Formally-Guided Self-Healing Software: Guaranteeing Trust and Resilience in Mission-Critical Systems

I. Executive Summary

Safety-critical systems, such as those used in aerospace, maritime, and defense domains, demand exceptional reliability and robustness. For instance, the Ariane 5 rocket failure in 1996 due to a software bug led to a catastrophic explosion shortly after launch, costing millions of dollars. Similarly, the Therac-25 radiation therapy machine's software defects in the 1980s resulted in multiple patient fatalities. Such examples underscore the dire consequences of undetected software issues in these domains. Software defects in such systems can lead to catastrophic failures, including loss of life, mission failure, and significant financial repercussions. This white paper proposes a novel research initiative focused on developing automated program repair techniques tailored for safety-critical systems. By leveraging advanced formal verification, refinement types, runtime monitoring, self-healing mechanisms, and human-in-the-loop feedback, this research uniquely addresses the intricate challenges in safety-critical systems. These approaches ensure that repairs are not only precise and compliant with strict operational and safety standards but also adaptive to dynamic and adversarial environments. Unlike traditional methods reliant on extensive manual intervention, this framework integrates conflict-driven learning, active learning, and automated reasoning to provide scalable, robust solutions tailored to the unique demands of safety-critical environments.

II. Background and Motivation

Modern safety-critical systems are characterized by increasing software complexity, stringent performance requirements, and the necessity for real-time operation. Despite rigorous testing and validation processes, latent software bugs persist due to the undecidability nature of formal verification and challenges in fully exploring dynamic operational conditions. For example, in 2015, a latent bug in the autopilot software of a commercial aircraft led to incorrect altitude adjustments, requiring immediate pilot intervention to avoid a potential collision. Such scenarios highlight the risks inherent in undetected software defects.

High system complexity: Complex interactions among software components make comprehensive testing challenging, leading to vulnerabilities in integration points and overlooked edge cases.
Dynamic environments: Safety-critical systems often operate in unpredictable conditions, exposing previously untested code paths and increasing the likelihood of latent bugs triggering during deployment.
Legacy code bases: Many systems rely on outdated or poorly documented code, complicating maintenance and increasing the risk of introducing new defects during updates.

Traditional debugging and repair processes are manual, time-intensive, and error-prone, exacerbating delays and escalating costs.
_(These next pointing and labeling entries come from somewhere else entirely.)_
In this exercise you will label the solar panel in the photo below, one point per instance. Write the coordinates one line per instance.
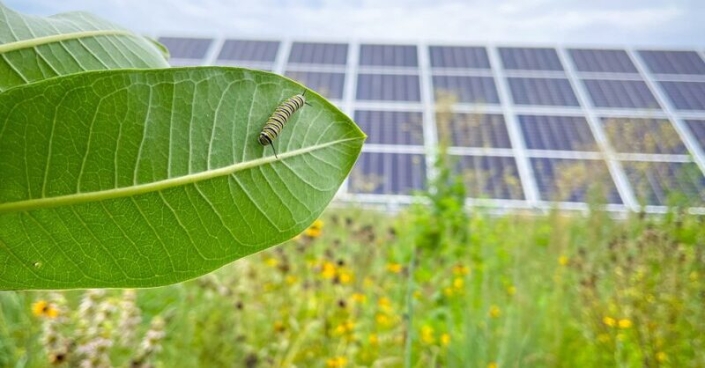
(685, 95)
(620, 93)
(245, 50)
(568, 180)
(388, 173)
(562, 133)
(673, 62)
(466, 89)
(389, 55)
(602, 61)
(318, 53)
(473, 130)
(652, 136)
(542, 91)
(666, 183)
(698, 129)
(330, 85)
(388, 87)
(459, 57)
(186, 47)
(489, 177)
(524, 58)
(391, 127)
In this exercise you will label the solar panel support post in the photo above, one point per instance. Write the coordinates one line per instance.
(613, 165)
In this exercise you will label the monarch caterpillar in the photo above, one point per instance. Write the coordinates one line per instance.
(281, 115)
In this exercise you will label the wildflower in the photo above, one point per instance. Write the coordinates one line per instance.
(383, 319)
(42, 308)
(328, 270)
(336, 362)
(495, 311)
(359, 297)
(315, 230)
(460, 270)
(445, 339)
(394, 267)
(624, 323)
(427, 335)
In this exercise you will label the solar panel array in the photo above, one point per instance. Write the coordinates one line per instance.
(527, 127)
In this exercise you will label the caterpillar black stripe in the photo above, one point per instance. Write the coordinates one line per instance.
(281, 115)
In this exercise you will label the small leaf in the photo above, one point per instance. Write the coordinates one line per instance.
(139, 178)
(36, 48)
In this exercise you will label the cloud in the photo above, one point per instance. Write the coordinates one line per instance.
(545, 21)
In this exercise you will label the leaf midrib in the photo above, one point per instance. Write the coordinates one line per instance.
(26, 44)
(77, 198)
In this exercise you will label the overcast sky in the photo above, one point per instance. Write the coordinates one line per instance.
(662, 23)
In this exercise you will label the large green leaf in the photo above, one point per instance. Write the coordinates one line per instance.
(35, 48)
(137, 178)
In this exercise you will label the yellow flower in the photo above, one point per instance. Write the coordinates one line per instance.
(328, 270)
(624, 323)
(427, 335)
(345, 277)
(383, 319)
(336, 362)
(359, 297)
(460, 270)
(45, 309)
(394, 267)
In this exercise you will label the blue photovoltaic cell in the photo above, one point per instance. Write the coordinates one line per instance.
(245, 50)
(388, 87)
(542, 91)
(529, 58)
(388, 173)
(567, 180)
(391, 127)
(620, 93)
(602, 61)
(329, 85)
(698, 129)
(459, 57)
(666, 183)
(474, 130)
(389, 55)
(467, 89)
(640, 135)
(562, 133)
(685, 95)
(318, 53)
(489, 177)
(186, 48)
(673, 62)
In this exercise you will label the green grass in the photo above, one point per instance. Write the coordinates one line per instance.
(539, 291)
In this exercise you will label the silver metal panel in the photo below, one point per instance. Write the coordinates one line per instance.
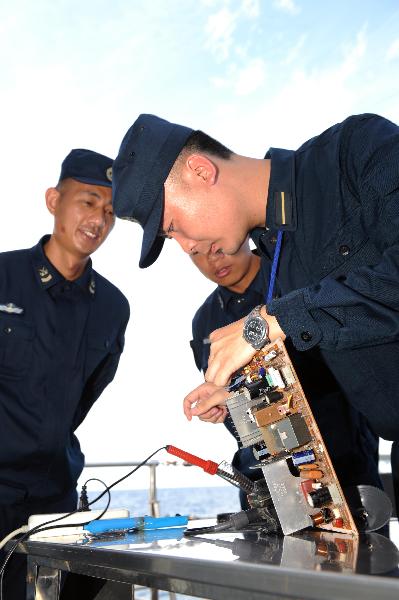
(288, 500)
The introduction of automated program repair mechanisms that leverage refinement-type-driven specifications, runtime monitoring, self-healing, and human-in-the-loop feedback offers a transformative approach. By enabling scalable, precise, and adaptive solutions tailored to safety-critical environments, these mechanisms significantly mitigate the risks posed by software defects and operational uncertainties.

III. Proposed Approach

The overall architecture of the proposed system.

This initiative will explore a comprehensive strategy for automated program repair in safety-critical systems, integrating refinement-type-driven specifications, conflict-driven self-healing mechanisms, and human-in-the-loop enhancements tailored for real-world operational challenges:

Model-Based Specification & Formal Verification.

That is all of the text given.